I agreed. I wanted to work more solidly in the industry too.

TONY: More solidly. What do you mean more solidly?

He asked.

ME: I’m just a PA at Fox. But I want to be a writer.

And that’s when it fell to shit.
Upon hearing that I was just a PA, Tony turned to the Barman.

TONY: I thought you said he was a big time Director.

The Barman scrutinized me.

BARMAN: Not him. The other Australian - the one singing along to the mix tape of Australian rock - the drunken one. He’s the director. This guy’s a nobody.
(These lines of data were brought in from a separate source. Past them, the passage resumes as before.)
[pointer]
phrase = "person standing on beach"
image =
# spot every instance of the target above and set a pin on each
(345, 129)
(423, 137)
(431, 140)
And with that Tony and Amanda moved from their seat and shuffled down the bar toward the ‘other australian’ without saying goodbye to me.
So there I was left alone. Shell-shocked at their behaviour. I caught the barman’s attention.

ME: What the fuck?

I said.

BARMAN: What the fuck, what? 
ME: Them. What’s going on? 
BARMAN: They’re just making friends. 
ME: No they’re hustling. 
BARMAN: Never. 
ME: Come on. They only talked to me because they thought I was someone important. 
BARMAN: Surely not. 
ME: I mean is this what this town comes down to? People will only talk to you if they think they can get something from you?
BARMAN: I’m talking to you aren't I?
ME: Yeah but this is a bar. You're a barman. I buy drinks from you. It suits your purpose.
BARMAN: No-no-no – not at all. To prove it – this one’s on me.

He said as he pulled another drink.

ME: Thanks. 
BARMAN: My pleasure. 
ME: I’m just a little overwhelmed. I’m not about this, you know. For me it’s about socialising, right - It’s about talking, it’s about connecting, it’s about people, it’s about community, the back yard bonfire, you and me and them – us. It’s about us. You know?

The Barman thought about what I said for a beat. It sunk in, I could tell.

BARMAN: And that’s Hollywood, dude. That’s Hollywood. Truthfully.

He said as he finally turned away from me and moved to stand under the no smoking sign and lit another cigarette.